What kind of document should we work toward?
At its essence, the NSP should be an inspirational document that gives people a sense of how South Africa can come to grips with HIV, TB, and STIs. It needs to set out the key elements of our shared strategy in terms people outside of the HIV and TB worlds can understand and relate to. It might for example say something like the following:
“We will make it easier for people living with HIV to start taking HIV treatment and to stay on treatment. We will do this by offering everyone the option of home delivery of ARVs by no later than 2025. We will also give everyone enough pills for at least three months at a time. We will also allow and encourage pharmacists to prescribe antiretrovirals.”
“One reason why so many people die of TB in South Africa is that many people are never diagnosed, or are diagnosed too late. Most of the time healthcare workers only ask about symptoms and do not offer people TB tests. We will change this. From now on, everyone will be able to get at least one TB test per year if they want it.”
Ideally, the core of the NSP should be a document of one or two pages pitched at the level of the above paragraphs. It should be the kind of thing that can be printed on a poster and read and understood by anyone in two or three minutes.
Of course, we will also need supporting documents that rigorously set out the relevant scientific evidence, convincing reasoning behind the various elements of the strategy, realistic plans on how the interventions can be implemented in our resource-constrained setting (something that arguably was missing from the previous plan), and details on how progress will be measured. But essential as these supporting documents are, they are not the things that will make the plan resonate outside of HIV and TB circles.

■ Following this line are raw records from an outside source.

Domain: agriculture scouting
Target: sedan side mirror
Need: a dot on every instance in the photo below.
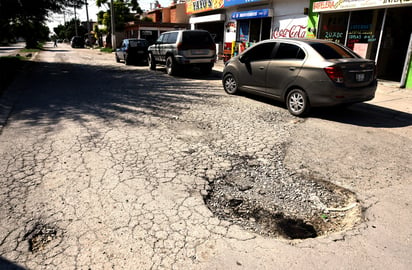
(244, 58)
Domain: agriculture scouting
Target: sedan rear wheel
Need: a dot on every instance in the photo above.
(297, 102)
(152, 62)
(230, 84)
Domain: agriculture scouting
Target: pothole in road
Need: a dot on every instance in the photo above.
(39, 236)
(271, 201)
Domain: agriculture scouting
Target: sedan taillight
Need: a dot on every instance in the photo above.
(334, 73)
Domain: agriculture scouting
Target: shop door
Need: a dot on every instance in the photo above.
(395, 40)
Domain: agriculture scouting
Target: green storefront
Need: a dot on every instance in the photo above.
(376, 29)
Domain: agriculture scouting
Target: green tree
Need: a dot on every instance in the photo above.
(122, 13)
(68, 30)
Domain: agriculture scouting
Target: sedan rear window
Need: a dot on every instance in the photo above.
(138, 43)
(197, 38)
(332, 51)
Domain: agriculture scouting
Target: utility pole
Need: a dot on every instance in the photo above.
(75, 19)
(114, 45)
(88, 22)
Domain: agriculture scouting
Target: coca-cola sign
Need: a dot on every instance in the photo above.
(294, 31)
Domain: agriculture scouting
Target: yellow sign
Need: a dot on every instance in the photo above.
(196, 6)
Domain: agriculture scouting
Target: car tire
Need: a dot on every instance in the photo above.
(230, 84)
(171, 66)
(152, 62)
(297, 103)
(126, 60)
(206, 69)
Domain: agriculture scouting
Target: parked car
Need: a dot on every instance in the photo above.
(183, 48)
(77, 42)
(303, 73)
(132, 50)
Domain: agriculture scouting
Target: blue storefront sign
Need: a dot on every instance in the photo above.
(229, 3)
(250, 14)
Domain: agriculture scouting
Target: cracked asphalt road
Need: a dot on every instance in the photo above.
(103, 167)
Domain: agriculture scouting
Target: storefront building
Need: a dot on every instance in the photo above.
(238, 24)
(380, 30)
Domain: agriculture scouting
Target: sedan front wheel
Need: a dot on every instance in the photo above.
(230, 84)
(297, 102)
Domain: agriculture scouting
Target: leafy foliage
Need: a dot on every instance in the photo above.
(67, 31)
(122, 13)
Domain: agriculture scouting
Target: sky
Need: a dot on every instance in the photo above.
(56, 19)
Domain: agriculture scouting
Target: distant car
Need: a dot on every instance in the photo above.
(132, 50)
(77, 42)
(183, 48)
(303, 73)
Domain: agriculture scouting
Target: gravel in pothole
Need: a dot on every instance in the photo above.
(39, 236)
(263, 197)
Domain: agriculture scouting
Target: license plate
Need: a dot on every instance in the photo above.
(199, 52)
(360, 77)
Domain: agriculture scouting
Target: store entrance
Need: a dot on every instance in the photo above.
(216, 29)
(395, 40)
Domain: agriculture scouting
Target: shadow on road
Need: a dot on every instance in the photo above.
(51, 92)
(55, 91)
(361, 114)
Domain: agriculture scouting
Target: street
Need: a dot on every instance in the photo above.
(108, 166)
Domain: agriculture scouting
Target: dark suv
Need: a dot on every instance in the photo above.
(77, 42)
(183, 48)
(132, 50)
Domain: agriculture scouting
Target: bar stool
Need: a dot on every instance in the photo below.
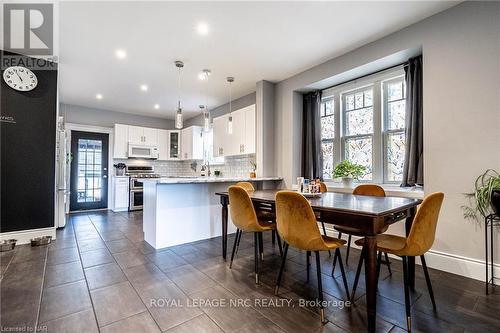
(418, 242)
(244, 217)
(298, 227)
(264, 213)
(369, 190)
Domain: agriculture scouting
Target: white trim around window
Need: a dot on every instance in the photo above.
(378, 131)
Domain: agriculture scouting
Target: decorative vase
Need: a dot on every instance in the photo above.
(347, 182)
(495, 201)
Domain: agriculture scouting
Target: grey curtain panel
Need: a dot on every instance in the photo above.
(312, 158)
(413, 171)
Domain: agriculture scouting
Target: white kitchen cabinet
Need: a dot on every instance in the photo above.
(192, 143)
(121, 193)
(150, 136)
(135, 134)
(242, 140)
(120, 146)
(163, 145)
(144, 135)
(219, 133)
(174, 145)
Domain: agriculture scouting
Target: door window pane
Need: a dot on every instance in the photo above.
(359, 150)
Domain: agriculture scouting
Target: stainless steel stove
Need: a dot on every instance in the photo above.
(136, 191)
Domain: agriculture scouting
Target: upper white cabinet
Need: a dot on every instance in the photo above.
(162, 145)
(174, 145)
(120, 149)
(242, 140)
(145, 135)
(192, 143)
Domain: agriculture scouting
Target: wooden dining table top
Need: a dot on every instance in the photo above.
(344, 202)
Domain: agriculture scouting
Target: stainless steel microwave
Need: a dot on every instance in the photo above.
(142, 151)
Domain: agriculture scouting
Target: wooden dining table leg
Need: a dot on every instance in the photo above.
(411, 260)
(371, 281)
(224, 203)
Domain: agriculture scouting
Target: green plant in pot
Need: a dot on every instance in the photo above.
(486, 196)
(348, 171)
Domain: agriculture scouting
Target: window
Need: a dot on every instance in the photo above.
(364, 122)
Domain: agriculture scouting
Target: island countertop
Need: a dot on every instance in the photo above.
(195, 180)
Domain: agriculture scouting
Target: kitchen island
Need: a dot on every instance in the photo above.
(186, 209)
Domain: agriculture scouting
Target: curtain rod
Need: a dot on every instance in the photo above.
(366, 75)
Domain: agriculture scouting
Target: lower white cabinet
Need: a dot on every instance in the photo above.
(121, 194)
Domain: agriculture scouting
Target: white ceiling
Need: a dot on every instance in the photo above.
(250, 41)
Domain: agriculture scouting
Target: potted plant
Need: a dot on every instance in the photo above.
(486, 196)
(253, 174)
(348, 171)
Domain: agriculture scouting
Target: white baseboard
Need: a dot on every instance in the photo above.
(447, 262)
(25, 236)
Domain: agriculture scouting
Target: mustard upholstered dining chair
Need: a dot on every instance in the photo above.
(369, 190)
(418, 242)
(297, 226)
(245, 219)
(264, 213)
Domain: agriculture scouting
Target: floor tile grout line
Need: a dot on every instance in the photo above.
(41, 288)
(133, 287)
(85, 276)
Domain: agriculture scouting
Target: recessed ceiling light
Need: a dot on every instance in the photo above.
(121, 54)
(202, 28)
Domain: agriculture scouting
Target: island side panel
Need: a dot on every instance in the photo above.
(184, 213)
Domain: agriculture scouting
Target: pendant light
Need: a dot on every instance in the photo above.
(206, 111)
(178, 116)
(206, 117)
(230, 80)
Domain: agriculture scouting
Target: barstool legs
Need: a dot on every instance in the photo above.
(283, 260)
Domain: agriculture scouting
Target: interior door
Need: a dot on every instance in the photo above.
(89, 171)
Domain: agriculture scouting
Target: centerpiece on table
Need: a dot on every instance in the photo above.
(348, 171)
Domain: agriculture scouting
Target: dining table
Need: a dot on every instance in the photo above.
(367, 215)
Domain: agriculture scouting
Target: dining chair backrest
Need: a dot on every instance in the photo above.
(246, 185)
(296, 222)
(241, 209)
(423, 230)
(369, 189)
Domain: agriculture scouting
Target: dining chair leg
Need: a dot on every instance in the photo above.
(283, 260)
(348, 249)
(324, 233)
(308, 263)
(358, 272)
(261, 246)
(238, 244)
(407, 293)
(279, 244)
(257, 256)
(234, 247)
(428, 281)
(388, 263)
(344, 278)
(320, 287)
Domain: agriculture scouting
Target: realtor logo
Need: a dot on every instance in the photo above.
(28, 28)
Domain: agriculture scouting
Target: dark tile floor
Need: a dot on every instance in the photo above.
(99, 275)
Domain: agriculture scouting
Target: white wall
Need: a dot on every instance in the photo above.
(461, 53)
(105, 118)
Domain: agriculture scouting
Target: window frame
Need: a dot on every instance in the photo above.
(380, 111)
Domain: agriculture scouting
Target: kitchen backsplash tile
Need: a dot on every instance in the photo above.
(234, 166)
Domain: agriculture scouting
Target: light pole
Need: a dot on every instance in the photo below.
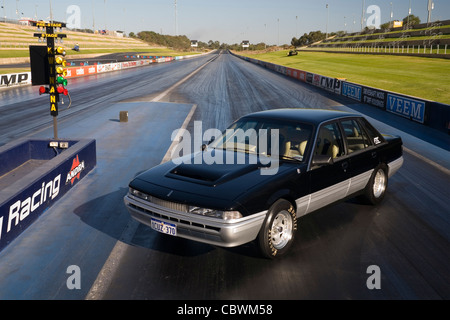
(409, 13)
(392, 14)
(4, 10)
(430, 8)
(176, 19)
(278, 23)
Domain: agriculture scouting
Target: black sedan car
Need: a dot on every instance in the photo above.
(264, 172)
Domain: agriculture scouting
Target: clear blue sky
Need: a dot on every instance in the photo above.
(228, 21)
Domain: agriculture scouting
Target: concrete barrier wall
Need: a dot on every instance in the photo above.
(426, 112)
(24, 78)
(27, 195)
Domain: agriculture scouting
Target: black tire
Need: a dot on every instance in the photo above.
(376, 187)
(278, 231)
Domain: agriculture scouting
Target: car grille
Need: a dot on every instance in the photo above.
(169, 205)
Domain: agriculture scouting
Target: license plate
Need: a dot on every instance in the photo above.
(164, 227)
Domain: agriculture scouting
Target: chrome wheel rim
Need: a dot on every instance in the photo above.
(281, 232)
(379, 184)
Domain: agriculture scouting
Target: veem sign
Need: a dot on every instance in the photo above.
(351, 90)
(406, 107)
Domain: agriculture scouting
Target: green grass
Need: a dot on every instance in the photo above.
(426, 78)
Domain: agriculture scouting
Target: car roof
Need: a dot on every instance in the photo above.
(314, 116)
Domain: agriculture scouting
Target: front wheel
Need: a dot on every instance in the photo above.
(278, 231)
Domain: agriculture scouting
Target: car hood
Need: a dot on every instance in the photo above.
(192, 180)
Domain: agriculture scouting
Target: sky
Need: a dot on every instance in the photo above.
(226, 21)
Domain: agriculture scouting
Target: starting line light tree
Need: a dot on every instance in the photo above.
(47, 65)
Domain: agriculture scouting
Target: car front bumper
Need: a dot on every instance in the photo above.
(196, 227)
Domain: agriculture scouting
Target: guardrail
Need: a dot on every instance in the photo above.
(426, 112)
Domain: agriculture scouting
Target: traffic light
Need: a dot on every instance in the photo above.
(60, 64)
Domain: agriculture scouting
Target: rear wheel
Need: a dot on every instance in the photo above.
(376, 188)
(278, 231)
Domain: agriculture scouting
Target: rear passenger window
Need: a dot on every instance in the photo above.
(357, 138)
(374, 135)
(329, 141)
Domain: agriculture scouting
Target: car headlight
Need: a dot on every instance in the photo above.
(139, 194)
(225, 215)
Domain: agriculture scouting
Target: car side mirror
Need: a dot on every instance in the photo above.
(322, 160)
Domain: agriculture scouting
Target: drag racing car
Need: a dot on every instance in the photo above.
(268, 169)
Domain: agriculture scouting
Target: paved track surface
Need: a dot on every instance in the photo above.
(407, 236)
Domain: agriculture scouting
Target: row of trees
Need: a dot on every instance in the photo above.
(176, 42)
(307, 39)
(183, 43)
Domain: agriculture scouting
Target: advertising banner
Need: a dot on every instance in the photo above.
(20, 209)
(374, 97)
(81, 71)
(351, 90)
(406, 107)
(330, 84)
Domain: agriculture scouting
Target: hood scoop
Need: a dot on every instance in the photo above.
(210, 175)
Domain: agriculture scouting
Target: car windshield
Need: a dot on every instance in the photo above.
(262, 137)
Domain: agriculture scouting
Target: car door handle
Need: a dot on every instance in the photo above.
(345, 166)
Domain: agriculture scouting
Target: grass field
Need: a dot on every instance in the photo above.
(426, 78)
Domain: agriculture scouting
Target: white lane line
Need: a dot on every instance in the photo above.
(106, 274)
(430, 162)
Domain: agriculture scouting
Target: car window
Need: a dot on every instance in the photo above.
(374, 135)
(329, 141)
(356, 138)
(257, 136)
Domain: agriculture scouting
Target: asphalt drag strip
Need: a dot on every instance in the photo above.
(86, 224)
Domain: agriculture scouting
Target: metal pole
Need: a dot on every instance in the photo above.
(55, 128)
(430, 7)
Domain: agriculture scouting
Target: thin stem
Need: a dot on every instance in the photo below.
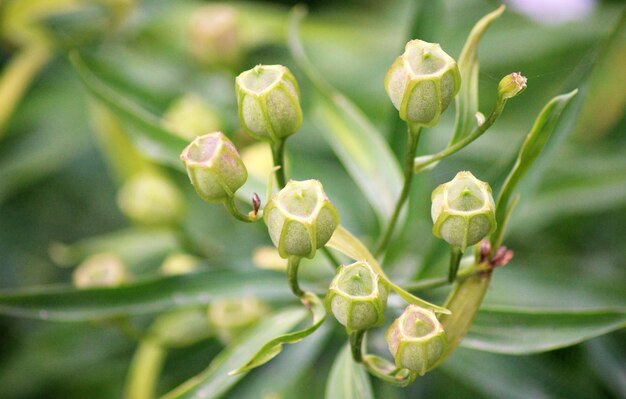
(413, 140)
(419, 165)
(455, 260)
(278, 155)
(230, 205)
(356, 344)
(292, 275)
(334, 262)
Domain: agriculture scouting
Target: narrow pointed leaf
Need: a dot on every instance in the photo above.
(64, 303)
(358, 145)
(215, 380)
(273, 347)
(522, 331)
(467, 99)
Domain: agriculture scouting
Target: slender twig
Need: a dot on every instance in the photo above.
(356, 344)
(292, 275)
(413, 140)
(420, 164)
(278, 155)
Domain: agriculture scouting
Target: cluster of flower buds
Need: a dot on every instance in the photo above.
(357, 297)
(300, 219)
(463, 211)
(269, 102)
(422, 82)
(417, 340)
(214, 167)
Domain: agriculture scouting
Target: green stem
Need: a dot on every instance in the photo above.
(413, 140)
(292, 275)
(419, 165)
(356, 344)
(144, 371)
(278, 155)
(230, 205)
(455, 259)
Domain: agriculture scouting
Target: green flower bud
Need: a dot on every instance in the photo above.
(417, 340)
(422, 82)
(269, 102)
(300, 218)
(100, 270)
(214, 38)
(230, 317)
(463, 211)
(511, 85)
(214, 166)
(149, 198)
(357, 297)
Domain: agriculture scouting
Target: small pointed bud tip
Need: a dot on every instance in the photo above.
(512, 85)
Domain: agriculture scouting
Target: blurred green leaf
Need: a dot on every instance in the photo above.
(520, 331)
(272, 348)
(215, 380)
(142, 297)
(348, 379)
(534, 143)
(358, 145)
(149, 136)
(467, 99)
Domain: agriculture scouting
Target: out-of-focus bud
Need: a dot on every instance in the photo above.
(150, 199)
(422, 82)
(269, 102)
(214, 167)
(463, 211)
(230, 317)
(179, 263)
(357, 297)
(214, 35)
(416, 339)
(190, 117)
(300, 218)
(511, 85)
(100, 270)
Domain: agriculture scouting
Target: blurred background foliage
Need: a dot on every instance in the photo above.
(63, 158)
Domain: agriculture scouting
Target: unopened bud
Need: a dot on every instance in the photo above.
(230, 317)
(100, 270)
(214, 166)
(269, 102)
(463, 211)
(300, 218)
(417, 340)
(151, 199)
(214, 35)
(422, 82)
(511, 85)
(357, 297)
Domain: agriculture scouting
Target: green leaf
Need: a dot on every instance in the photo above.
(519, 331)
(467, 99)
(142, 297)
(531, 148)
(344, 242)
(215, 380)
(152, 139)
(272, 348)
(348, 379)
(358, 145)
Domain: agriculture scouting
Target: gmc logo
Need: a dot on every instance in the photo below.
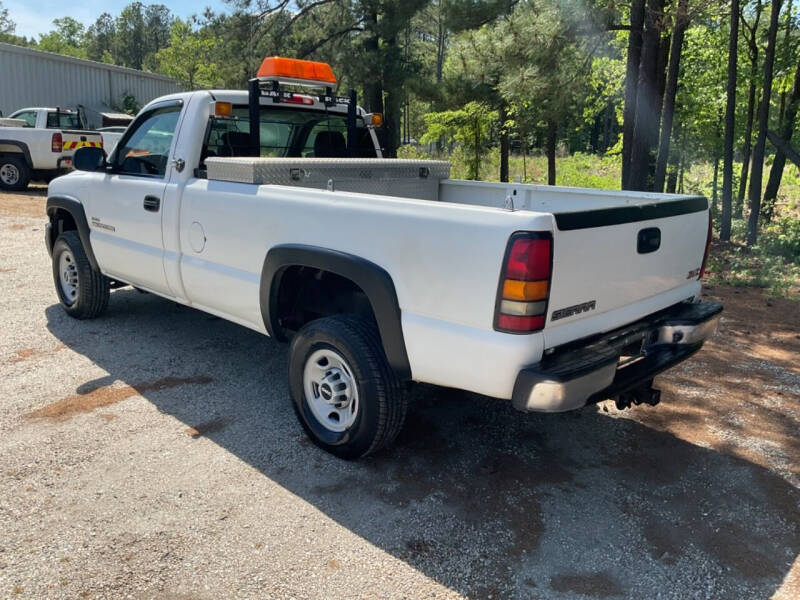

Around 13% of South Africa’s population are living with HIV. Over 300 000 people are estimated to fall ill with TB every year, with many more getting infected, but not falling ill. One way to make the new NSP matter more than the previous one would be to write it with these people in mind, not just as passive recipients of government services, but as people who have a personal stake in the plans – and who might actually want to read and understand the NSP.